Inhibition of mitochondrial citrate shuttle alleviates metabolic syndromes induced by high-fat diet
The mitochondrial citrate shuttle, which depends on the solute carrier family 25 member 1 (SLC25A1), is crucial for transferring citrate from the mitochondria to the cytoplasm. This process supports glycolysis, lipid synthesis, and protein acetylation. While much research has focused on SLC25A1 in pathological contexts, especially in high-fat diet (HFD)-induced obesity, the effects of SLC25A1 inhibition on nutrient metabolism under HFD conditions are not well understood. To address this, we used zebrafish (Danio rerio) and Nile tilapia (Oreochromis niloticus) to investigate the impact of inhibiting Slc25a1.
In zebrafish, we applied Slc25a1-specific inhibitors (CTPI-2) for 4 weeks, while Nile tilapia received intraperitoneal injections of dsRNA to knock down slc25a1b for 7 days. Inhibiting the mitochondrial citrate shuttle effectively protected zebrafish from HFD-induced obesity, hepatic steatosis, and insulin resistance, with glucose tolerance remaining unaffected.
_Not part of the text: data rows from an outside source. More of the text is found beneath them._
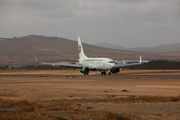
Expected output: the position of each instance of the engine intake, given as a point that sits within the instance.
(115, 70)
(84, 70)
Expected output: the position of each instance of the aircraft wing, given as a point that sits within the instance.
(60, 64)
(125, 65)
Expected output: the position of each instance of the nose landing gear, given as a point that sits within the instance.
(104, 73)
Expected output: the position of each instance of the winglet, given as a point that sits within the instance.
(35, 58)
(140, 61)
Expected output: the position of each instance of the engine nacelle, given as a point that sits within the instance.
(115, 70)
(84, 70)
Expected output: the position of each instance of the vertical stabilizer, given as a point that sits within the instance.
(81, 51)
(140, 61)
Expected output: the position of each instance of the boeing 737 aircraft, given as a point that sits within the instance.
(94, 64)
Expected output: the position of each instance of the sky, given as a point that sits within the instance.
(128, 23)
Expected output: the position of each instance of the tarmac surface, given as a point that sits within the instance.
(98, 76)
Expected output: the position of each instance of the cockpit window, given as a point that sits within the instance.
(111, 62)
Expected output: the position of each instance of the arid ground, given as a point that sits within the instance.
(89, 97)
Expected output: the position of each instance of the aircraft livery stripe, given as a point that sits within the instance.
(92, 60)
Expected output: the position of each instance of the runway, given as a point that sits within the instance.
(97, 76)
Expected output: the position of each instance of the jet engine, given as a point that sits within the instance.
(84, 70)
(115, 70)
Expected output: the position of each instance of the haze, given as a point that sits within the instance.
(128, 23)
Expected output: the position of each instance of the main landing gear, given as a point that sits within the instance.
(104, 73)
(86, 73)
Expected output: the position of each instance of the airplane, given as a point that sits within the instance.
(86, 64)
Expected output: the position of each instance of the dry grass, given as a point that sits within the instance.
(144, 98)
(115, 116)
(17, 110)
(12, 110)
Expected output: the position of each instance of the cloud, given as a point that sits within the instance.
(125, 22)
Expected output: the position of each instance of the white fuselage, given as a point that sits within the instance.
(103, 64)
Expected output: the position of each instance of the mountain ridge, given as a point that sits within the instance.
(21, 50)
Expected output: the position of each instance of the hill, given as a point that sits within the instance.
(159, 48)
(20, 51)
(112, 46)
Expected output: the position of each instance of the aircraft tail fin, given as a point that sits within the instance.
(140, 61)
(81, 51)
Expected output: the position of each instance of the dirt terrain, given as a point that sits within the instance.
(90, 97)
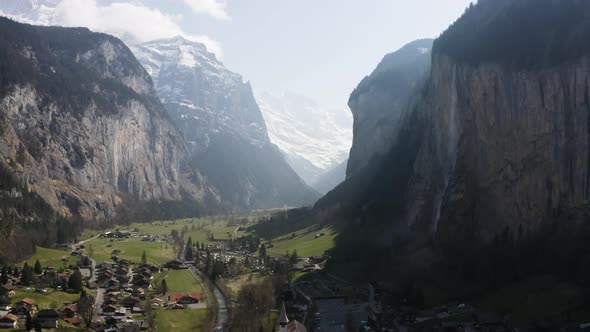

Slc25a1 inhibition altered hepatic protein acetylation, decreasing cytoplasmic acetylation and increasing mitochondrial acetylation. Under HFD conditions, this inhibition enhanced fatty acid oxidation and reduced hepatic triglyceride (TAG) accumulation by deacetylating carnitine palmitoyltransferase 1a (Cpt1a). Additionally, the inhibition caused acetylation-induced inactivation of Pdhe1α, leading to decreased glucose oxidative catabolism and increased glucose uptake and storage in zebrafish livers.
Furthermore, Slc25a1 inhibition under HFD conditions activated the SIRT1/PGC1α pathway, promoting mitochondrial proliferation and boosting oxidative phosphorylation for energy production. These findings shed light on the role of nonhistone protein acetylation via the mitochondrial citrate shuttle in the development of hepatic lipid deposition and hyperglycemia caused by HFD.
NEW & NOTEWORTHY: The mitochondrial citrate shuttle is essential for metabolic balance. Our study shows that inhibiting Slc25a1, a key component of this shuttle, can mitigate metabolic disorders induced by a high-fat diet by remodeling hepatic protein acetylation. Specifically, Slc25a1 inhibition reduces liver triglyceride accumulation by deacetylating Cpt1a and decreases glucose oxidative catabolism by acetylating Pdhe1α. These insights offer new perspectives on treating diet-induced metabolic disorders.